Date
UCL School of Management is delighted to welcome Min Jung Kim, University of Minnesota, to host a research seminar discussing, ‘Cluster Temporal Dynamics, Boundary-Crossing Resource Mobility, and the Nature of Firms Technological Innovation’
Abstract
A large body of strategy literature on industry clusters and firms’ technological innovation generally has focused on the effects of cluster size in and of itself. In this study, I contribute to this literature by studying an underexplored phenomenon of the temporal dynamics of industry clusters—namely, the patterns of sustained growth or decline in geographical concentration levels of industry activity.
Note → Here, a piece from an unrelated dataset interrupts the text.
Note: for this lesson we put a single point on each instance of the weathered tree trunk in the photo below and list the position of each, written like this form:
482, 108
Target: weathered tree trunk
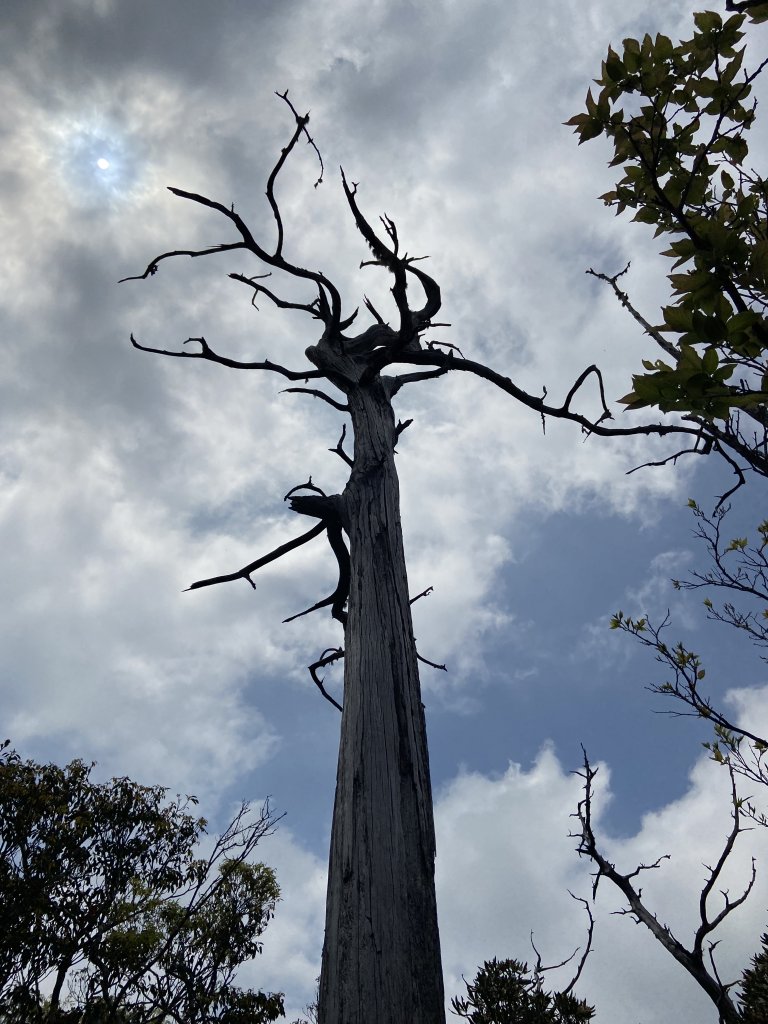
381, 960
I hypothesize that firms in clusters experiencing a period of sustained growth will be more likely to generate innovation that disrupts existing streams of technology and establishes new streams relative to firms in clusters of comparable size that are experiencing stable or declining periods. This is because sustained growth implies that employees are increasingly coming in from elsewhere, which constitutes inflows of knowledge from different geographies or industries. The periods of sustained growth also imply that relevant organizations in the local ecosystem are increasingly helpful in allowing local firms to understand and apply such boundary-crossing knowledge. I test my arguments in the context of the U.S. medical device industry from 1974 to 2016. Controlling for cluster size, I find that firms in clusters experiencing sustained growth are more likely to generate novel innovation. This change in the nature of innovation is found to be driven more by cross-industry employee mobility than by cross-geography mobility. I also show that the relationship between cluster dynamics and novel innovation differs from the relationship between cluster size and novel innovation.